Batch Execution (Batch Execution) — CAE Glossary
What is Batch Execution
Definition and Basic Concepts
Batch Execution is a method of running CAE solvers without using a GUI (graphical user interface), instead launching them from the command line or through scripts. The greatest advantage is that you don't need to sit in front of the screen; you can submit a job and walk away while it computes until results are ready.
Typical batch execution command examples:
# For Abaqus
abaqus job=model_01 cpus=8 interactive
# For OpenFOAM
mpirun -np 16 simpleFoam -parallel > log.simpleFoam 2>&1
# For ANSYS Mechanical
ansys212 -b -np 4 -i input.dat -o output.txt
What's the difference between running batch execution and running analysis normally with a GUI? At my company, everyone just clicks the "Submit" button from the Abaqus/CAE screen...
When you submit from the GUI, it's actually running batch execution behind the scenes. However, with the GUI you need to stay at your PC, and you have to manually operate each case one at a time. By using batch execution directly, you can submit 50 cases overnight and have all the results ready when you come in the morning.
That sounds convenient. But command line seems difficult... Do I need Linux knowledge?
You need at least basic Linux commands—cd to change directories, ls to list files, cat to view file contents. That much is sufficient to get started. In practice, HPC clusters run Linux almost exclusively, so you'll end up learning it sooner or later anyway.
HPC Queue System
At companies and research institutions, CAE analysis is performed on HPC (High Performance Computing) clusters shared by multiple users. In this environment, a job scheduler (queue system) is responsible for fairly distributing compute resources.
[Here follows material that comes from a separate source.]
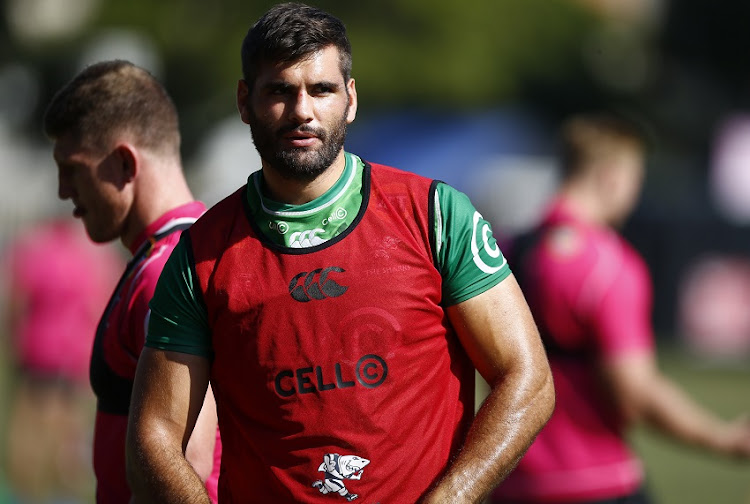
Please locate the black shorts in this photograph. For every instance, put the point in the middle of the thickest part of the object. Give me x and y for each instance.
(640, 496)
Representative job schedulers:
- SLURM (Simple Linux Utility for Resource Management) — Currently the most widespread. Submit jobs with
sbatch, check status withsqueue - PBS / Torque (Portable Batch System) — Classic standard. Submit with
qsub, check status withqstat - LSF (Load Sharing Facility) — IBM product, widely adopted by large enterprises. Submit with
bsub - SGE (Sun Grid Engine) — Currently maintained as Open Grid Scheduler
I often hear about SLURM and PBS when running analysis on HPC clusters. What are those? How is that different from running on my own PC?
They are software called job schedulers. For example, when 100 engineers use the same cluster, if everyone ran their jobs freely, resources would quickly run out. The scheduler automatically allocates jobs—"this person's job runs on nodes 3-6, that person's job runs on nodes 10-12," and so on.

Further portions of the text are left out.